Attitude estimation is a crucial aspect for navigation and motion control of autonomous vehicles. This concept is particularly true in the case of unavailability of localization sensors when navigation and control rely on dead reckoning strategies; in this case, indeed, the orientation estimate is also used along with speed measurements to update the position estimate. Among the different approaches proposed in the literature, the de facto state of the art in this field is represented by nonlinear complementary filters: they fuse the measurements of angular rate obtained through gyroscopes, and a measurement of gravity and Earth’s magnetic field vectors respectively obtained through accelerometers and magnetometers. This paper is focused on an attitude estimation strategy for autonomous underwater vehicles (AUV). The proposed novelty includes the identification of some critical issues that arise when AUV attitude estimation algorithms are applied in practice.

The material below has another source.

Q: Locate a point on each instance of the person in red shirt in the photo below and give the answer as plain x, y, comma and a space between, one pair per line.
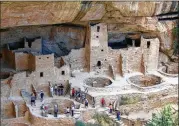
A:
102, 102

They are mainly due to the use of low-accuracy low-cost microelectromechanical systems (MEMS) sensors and on different sources of magnetic disturbances. Some strategies to overcome the identified issues are proposed, including the integration of a single-axis fiber optic gyroscope (FOG) that ensures a considerable performance improvement with a moderate cost increase. The proposed strategies for detection of issues and sensor fusion have been experimentally tested and validated in a real application scenario estimating the attitude of an AUV performing a lawn mower path.
The expected performance improvement is confirmed; the obtained results are described and analyzed in this paper.